When using personal access tokens (PATs) or other token-based authentication, enter the token in the password field, just as you would when using docker login.

Examples:

  • Docker Hub: Your Docker Hub personal access token (recommended) or password
  • GitHub Container Registry: A personal access token (PAT) with read:packages scope
  • Private registry: The password configured in your registry
  • AWS ECR: The access token obtained from aws ecr get-login-password

Security Best Practice: Use personal access tokens instead of passwords when supported by the registry. Tokens can be scoped with limited permissions and are easier to rotate. See the Docker documentation on access tokens for more information.

Creating Image Credentials

To create image credentials in Edgehog:

  1. Navigate to the Image Credentials section in the Edgehog web interface
  2. Click the Create Image Credentials action button
  3. Fill in the credential form:
    • Label: Enter a descriptive name for easy identification
    • Username: Provide the registry username
    • Password: Provide the registry password or token
  4. Click Save to store the credentials

Creating Image Credentials

Important: Credentials cannot be modified after creation.
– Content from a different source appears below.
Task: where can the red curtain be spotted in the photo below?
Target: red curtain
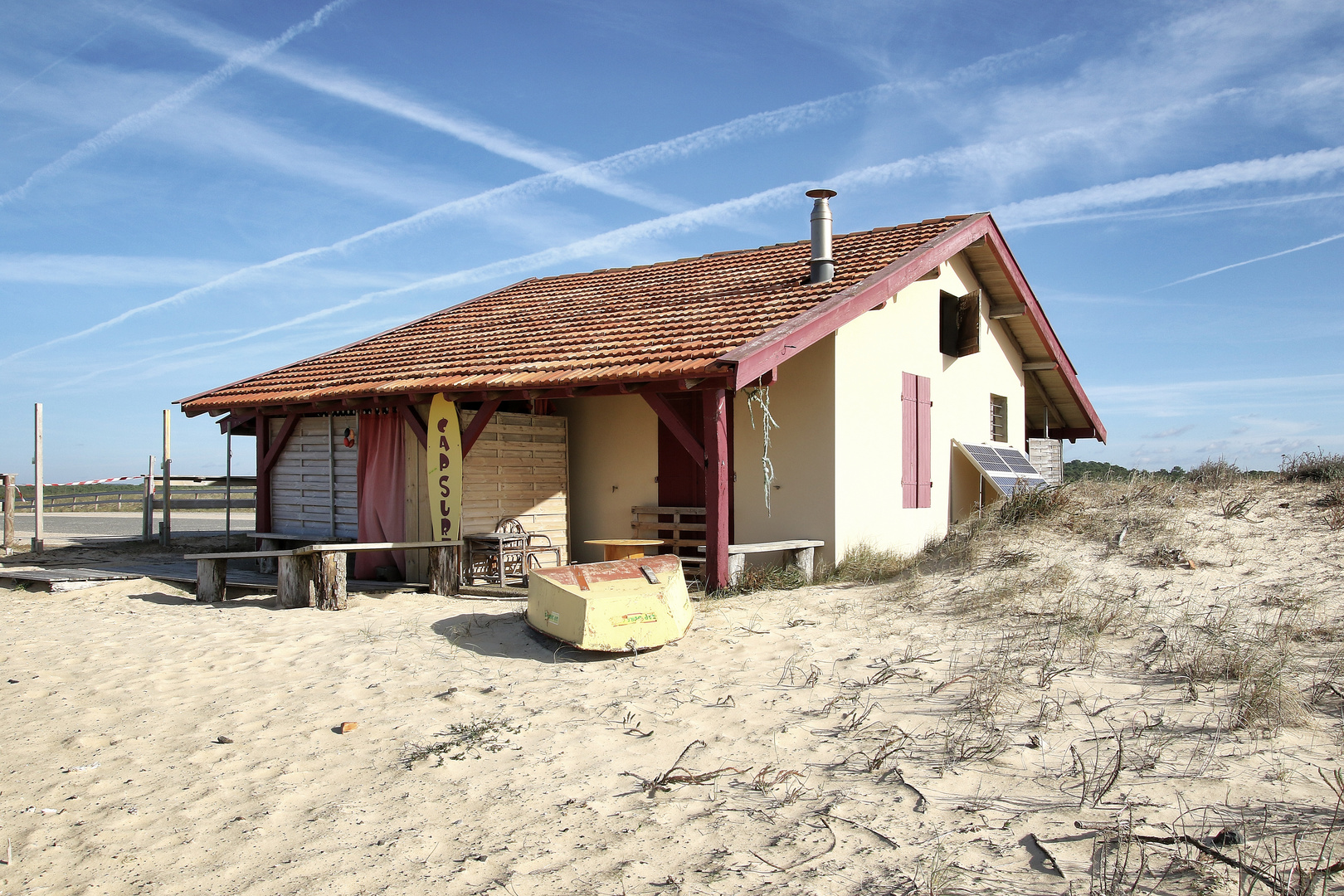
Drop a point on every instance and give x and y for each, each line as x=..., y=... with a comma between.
x=382, y=492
If you need to change a username or password, you must delete the existing credential and create a new one.

Using Image Credentials

Image credentials are associated with container images during the container creation process within application management.
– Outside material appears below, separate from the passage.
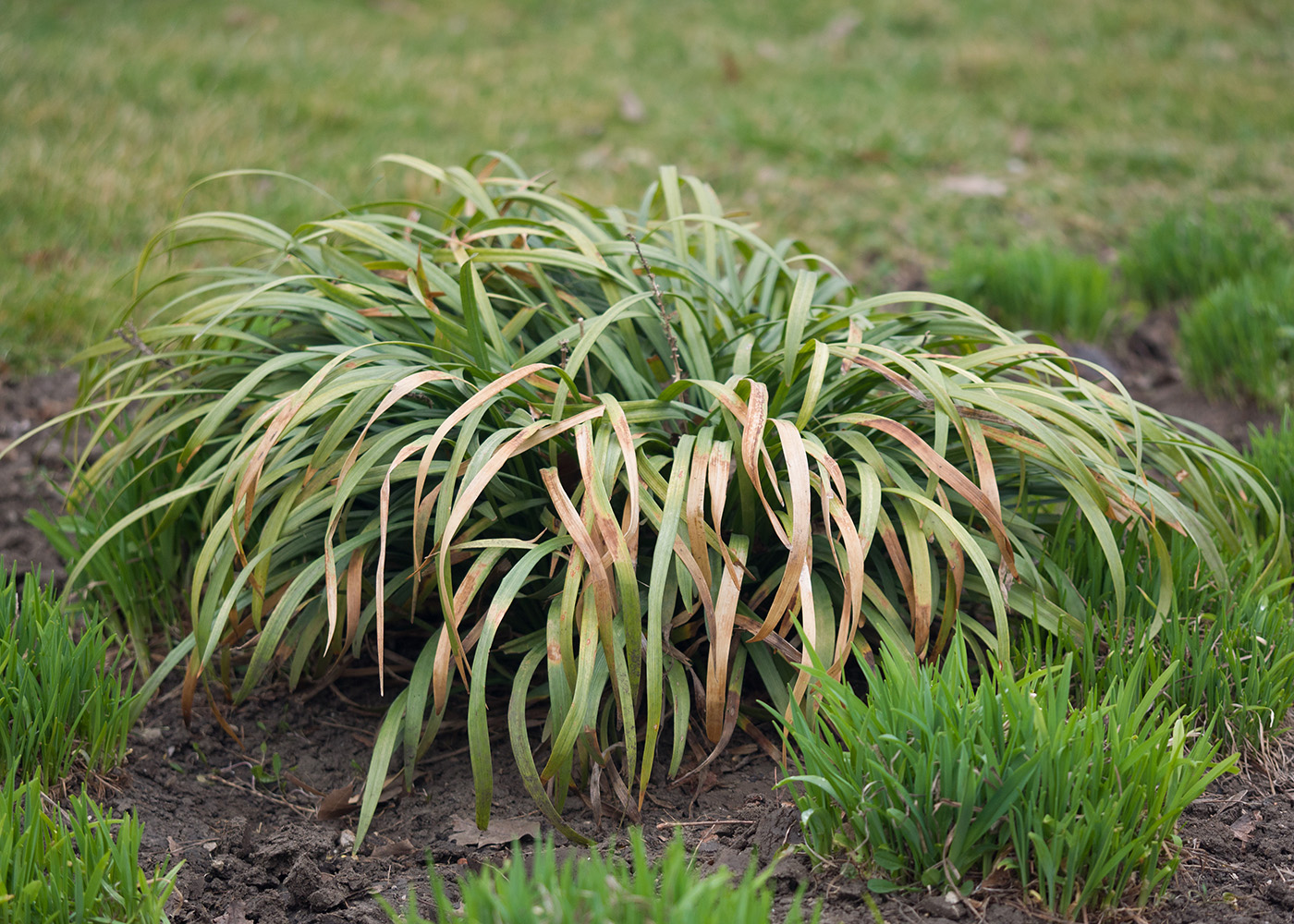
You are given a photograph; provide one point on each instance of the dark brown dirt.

Associating Credentials with a Container

When creating a container in a release:

  1. Navigate to the container creation step in the release workflow
  2. Select the image that requires authentication
  3. Choose the appropriate credentials from the dropdown list
  4. Complete the container configuration

Selecting Credentials During Container Creation

Supported Registry Types

Image credentials work with any Docker-compatible container registry, including:

  • Docker Hub: Public and private repositories
  • GitHub Container Registry (ghcr.io): GitHub packages
  • AWS Elastic Container Registry (ECR): Amazon's container registry
  • Azure Container Registry (ACR): Microsoft's container registry
  • Google Container Registry (GCR): Google Cloud's container registry
  • Self-hosted registries: Any private Docker Registry v2-compatible server
  • Harbor: Open-source cloud-native registry
  • Quay.io: Red Hat's container registry

Examples

Docker Hub Private Repository

Label: Docker Hub Production
Username: mycompany
Password: dckr_pat_abc123def456ghi789

GitHub Container Registry

Label: GitHub Packages
Username: myorganization
Password: ghp_abcdefghijklmnopqrstuvwxyz123456

Self-Hosted Registry with Basic Auth

Label: Internal Registry
Username: registry-admin
Password: s3cureP@ssw0rd

AWS ECR

Label: AWS ECR Production
Username: AWS
Password: eyJwYXlsb2FkIjoiZX... (token from aws ecr get-login-password)

Security Considerations

  • Credential rotation: Since credentials cannot be updated after creation, plan for regular rotation by creating new credentials and updating references before deleting old ones
  • Token-based authentication: Prefer using access tokens over passwords when supported by the registry
  • Least privilege: Grant only the necessary permissions (e.g., read-only access for pulling images)
  • Secure storage: Credentials are encrypted at rest in Edgehog
  • Audit trail: Track which credentials are used for which containers
  • Token expiration: Be aware that some tokens (e.g., AWS ECR) expire periodically and will require creating new credentials

Managing Existing Credentials

Viewing Credentials

The image credentials list displays:

  • Label
  • Username

Image Credentials

Passwords are never displayed after creation for security reasons.

Rotating Credentials

Credentials cannot be updated once created. To rotate credentials (e.g., due to password expiration or security policy):

  1. Create a new credential with the updated username and/or password
  2. Update references: Create new releases that reference the new credential instead of the old one

Important: Deleting credentials that are still referenced by active releases will not affect containers that have already pulled their images. However, any future operations requiring image pulls (such as redeploying or updating containers) will fail if the referenced credentials no longer exist.